Cuh! Cuh!" Ludah-ludah kecil menyerempet ke arah tubuh jangkrik merah.
"Awas
kau kalau kalah lagi!" Kakek itu berkata. "Harus kuberi tambahan
semangat!" Ia lalu bangkit berdiri, menjengking dan menaruh jangkrik yang
masih tergantung di bawah rambut itu depan pantatnya, "Busssshh!"
Kakek itu melepas kentut yang tepat menghembus ke arah jangkrik merah.
"Ihhh...!"
Kwi Hong mendengus dan melangkah mundur menjauhi kakek jorok (kotor) itu sambil
memijit hidung. Kentut yang tidak berbunyi biasanya amat jahat baunya! Akan
tetapi karena dia tertarik sekali, ingin melihat apakah ‘gemblengan’ yang
diberikan kakek itu pada jangkrik merah benar-benar manjur, Kwi Hong tidak
pergi dan masih berdiri menonton.
Kembali
kakek itu membalikkan telapak tangan kiri, dipergunakan sebagai panggung
pertandingan antara kedua ekor jangkrik itu. Jangkrik merah sudah dilepas dari
rambut yang menjanturnya, ditaruh di atas telapak tangan kiri kakek itu.
Jangkrik itu diam saja, agaknya nanar dan melihat bintang menari-nari!

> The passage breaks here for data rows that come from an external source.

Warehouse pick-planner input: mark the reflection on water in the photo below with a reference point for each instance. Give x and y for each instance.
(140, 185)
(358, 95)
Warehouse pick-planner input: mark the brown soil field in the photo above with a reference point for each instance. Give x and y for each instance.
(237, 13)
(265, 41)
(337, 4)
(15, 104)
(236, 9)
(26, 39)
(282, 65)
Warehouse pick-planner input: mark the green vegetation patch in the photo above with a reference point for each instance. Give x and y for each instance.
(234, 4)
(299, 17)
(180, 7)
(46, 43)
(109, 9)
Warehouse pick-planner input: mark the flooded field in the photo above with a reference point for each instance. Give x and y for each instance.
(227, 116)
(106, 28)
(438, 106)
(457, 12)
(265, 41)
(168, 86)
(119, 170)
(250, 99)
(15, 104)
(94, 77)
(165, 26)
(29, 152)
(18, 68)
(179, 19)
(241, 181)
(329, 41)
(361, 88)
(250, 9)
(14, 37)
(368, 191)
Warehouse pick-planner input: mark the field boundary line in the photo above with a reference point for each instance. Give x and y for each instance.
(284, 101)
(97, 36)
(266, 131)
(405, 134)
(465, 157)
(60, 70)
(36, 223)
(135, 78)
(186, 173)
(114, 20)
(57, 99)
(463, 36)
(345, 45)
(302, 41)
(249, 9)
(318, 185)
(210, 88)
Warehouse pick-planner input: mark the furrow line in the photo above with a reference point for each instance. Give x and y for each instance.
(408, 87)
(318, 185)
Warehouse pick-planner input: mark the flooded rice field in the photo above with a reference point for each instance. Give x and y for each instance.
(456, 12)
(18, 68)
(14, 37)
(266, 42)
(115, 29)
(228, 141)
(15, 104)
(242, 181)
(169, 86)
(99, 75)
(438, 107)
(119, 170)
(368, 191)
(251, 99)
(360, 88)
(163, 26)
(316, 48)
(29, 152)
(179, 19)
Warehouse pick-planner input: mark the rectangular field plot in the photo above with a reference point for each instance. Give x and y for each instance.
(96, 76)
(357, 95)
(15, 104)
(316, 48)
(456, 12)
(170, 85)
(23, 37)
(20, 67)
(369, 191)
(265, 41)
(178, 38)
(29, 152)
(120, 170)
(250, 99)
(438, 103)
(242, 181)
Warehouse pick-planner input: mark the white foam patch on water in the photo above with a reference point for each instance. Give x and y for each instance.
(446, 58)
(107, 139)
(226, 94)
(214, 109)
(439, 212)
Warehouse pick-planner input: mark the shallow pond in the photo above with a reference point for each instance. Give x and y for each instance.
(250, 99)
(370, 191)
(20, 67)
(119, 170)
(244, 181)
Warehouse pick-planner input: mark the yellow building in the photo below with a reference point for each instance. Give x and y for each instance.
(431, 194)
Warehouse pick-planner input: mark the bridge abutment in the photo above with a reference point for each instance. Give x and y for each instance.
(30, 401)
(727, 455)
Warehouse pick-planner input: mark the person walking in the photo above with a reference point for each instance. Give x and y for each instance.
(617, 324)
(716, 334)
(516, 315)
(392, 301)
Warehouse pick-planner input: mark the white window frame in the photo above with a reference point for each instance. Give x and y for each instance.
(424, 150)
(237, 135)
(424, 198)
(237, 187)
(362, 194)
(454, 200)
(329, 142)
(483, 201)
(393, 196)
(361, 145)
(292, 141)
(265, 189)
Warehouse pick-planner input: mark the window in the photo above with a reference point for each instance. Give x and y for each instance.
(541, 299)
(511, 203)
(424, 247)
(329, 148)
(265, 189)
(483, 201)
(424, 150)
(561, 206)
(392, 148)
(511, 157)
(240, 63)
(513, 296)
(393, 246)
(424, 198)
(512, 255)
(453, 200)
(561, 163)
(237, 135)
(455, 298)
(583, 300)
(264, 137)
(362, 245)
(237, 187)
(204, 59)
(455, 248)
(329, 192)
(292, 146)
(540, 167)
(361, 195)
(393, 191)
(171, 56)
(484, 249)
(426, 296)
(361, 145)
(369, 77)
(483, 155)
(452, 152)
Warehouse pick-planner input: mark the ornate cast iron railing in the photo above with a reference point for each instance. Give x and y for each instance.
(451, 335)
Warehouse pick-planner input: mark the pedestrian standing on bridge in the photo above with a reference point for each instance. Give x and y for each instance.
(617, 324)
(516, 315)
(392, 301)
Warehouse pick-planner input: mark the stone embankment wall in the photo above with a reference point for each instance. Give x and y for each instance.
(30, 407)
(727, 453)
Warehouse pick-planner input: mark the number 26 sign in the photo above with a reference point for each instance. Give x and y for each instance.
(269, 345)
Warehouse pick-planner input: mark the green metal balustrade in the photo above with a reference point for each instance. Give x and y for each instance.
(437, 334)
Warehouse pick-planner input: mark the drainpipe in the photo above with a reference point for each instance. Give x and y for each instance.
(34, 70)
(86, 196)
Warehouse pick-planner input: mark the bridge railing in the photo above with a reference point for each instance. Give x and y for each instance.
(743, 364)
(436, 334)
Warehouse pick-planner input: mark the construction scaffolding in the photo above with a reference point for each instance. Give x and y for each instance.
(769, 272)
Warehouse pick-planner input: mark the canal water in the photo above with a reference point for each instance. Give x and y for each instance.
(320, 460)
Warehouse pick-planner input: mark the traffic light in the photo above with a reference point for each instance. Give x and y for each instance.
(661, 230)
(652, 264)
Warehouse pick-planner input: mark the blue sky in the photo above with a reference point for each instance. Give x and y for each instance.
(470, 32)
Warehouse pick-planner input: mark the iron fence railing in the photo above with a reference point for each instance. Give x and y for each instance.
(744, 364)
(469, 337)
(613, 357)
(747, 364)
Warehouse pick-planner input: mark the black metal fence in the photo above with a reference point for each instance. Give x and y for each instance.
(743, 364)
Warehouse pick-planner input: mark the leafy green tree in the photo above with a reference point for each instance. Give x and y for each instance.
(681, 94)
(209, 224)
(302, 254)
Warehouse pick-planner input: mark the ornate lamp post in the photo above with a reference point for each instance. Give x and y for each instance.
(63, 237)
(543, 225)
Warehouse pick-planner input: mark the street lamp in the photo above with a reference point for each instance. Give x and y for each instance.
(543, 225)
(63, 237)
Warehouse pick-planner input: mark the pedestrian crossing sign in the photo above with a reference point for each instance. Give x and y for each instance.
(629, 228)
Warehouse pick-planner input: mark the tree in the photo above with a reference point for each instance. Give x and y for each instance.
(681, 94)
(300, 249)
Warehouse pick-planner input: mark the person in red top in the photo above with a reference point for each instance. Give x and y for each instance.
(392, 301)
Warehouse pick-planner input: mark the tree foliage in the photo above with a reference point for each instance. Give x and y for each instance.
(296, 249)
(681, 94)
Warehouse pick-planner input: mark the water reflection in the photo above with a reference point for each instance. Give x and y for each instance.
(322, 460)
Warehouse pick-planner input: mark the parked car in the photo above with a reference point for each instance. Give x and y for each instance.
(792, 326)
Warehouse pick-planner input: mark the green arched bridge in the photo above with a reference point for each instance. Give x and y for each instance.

Sepatutnya begitulah setelah mengalami gemblengan hebat tadi, kalau tidak nanar
oleh janturan tentu mabok oleh bau kentut. Akan tetapi agaknya hal ini membuat
si Jangkrik timbul kemarahannya, buktinya ketika kakek itu memainkan kili-kili
di depan mulutnya, jangkrik ini membuka mulut lebar-lebar dan menyerang
kili-kili, sayapnya berkembang dan mengerik sumbang!
"Ha-ha-ha-heh-heh,
bagus! Sekarang kau harus menang!" Kakek itu berkata lalu mengambil
jangkrik hitam dan menaruh di atas telapak tangannya pula. Dengan kili-kilinya,
kakek itu terus mengili jangkrik merah yang makin ganas dan bergerak maju
menghampiri jangkrik hitam yang sama sekali tidak dikili, dibiarkan saja oleh
kakek itu.
"Wah,
kau licik! Kenapa jangkrik hitamnya tidak dikili?" Kwi Hong tidak dapat
menahan kemendongkolan hatinya. Dia tahu bahwa karena tubuhnya kecil pendek,
kakek itu berpihak kepada jangkrik kecil dan berlaku curang.
"Eh,
kalau kau berpihak kepada Si Hitam, boleh kau kili dia!" kakek itu
membentak marah. Akan tetapi karena Kwi Hong belum pernah mengadu jangkrik,
gadis ini berjebi dan tidak menjawab, hanya memandang saja.
Biar pun
tidak diganggu kili-kili, mendengar lawan mengerik, Si Hitam itu cepat membalik
dan juga mengerik, menantang dengan keriknya yang nyaring sehingga mengalahkan
bunyi kerik Si Kecil yang sumbang. Hampir Kwi Hong bersorak bangga, akan tetapi
dia menahan diri, takut kalau-kalau kakek sinting itu marah lagi.
Setelah
kedua jangkrik itu berhadapan dan siap, kakek aneh itu kembali melepaskan
kili-kilinya dari mulut Si Kecil, mencabutnya ke atas sehingga kembali dua ekor
jangkrik itu saling terkam dan saling gigit. Si Kecil itu kini benar-benar
lebih nekat cara berkelahinya, dan agaknya gemblengan kakek tadi ada gunanya
pula karena dia lebih berani, tidak mudah menyerah seperti dalam pertandingan
pertama. Akan tetapi, betapa pun nekatnya, karena memang kalah kuat, dia
didorong terus ke pinggir dan akhirnya terjengkang ke bawah. Kalah lagi.
Kwi Hong
cepat melangkah mundur dan tepat seperti dugaannya, kakek itu marah-marah lagi.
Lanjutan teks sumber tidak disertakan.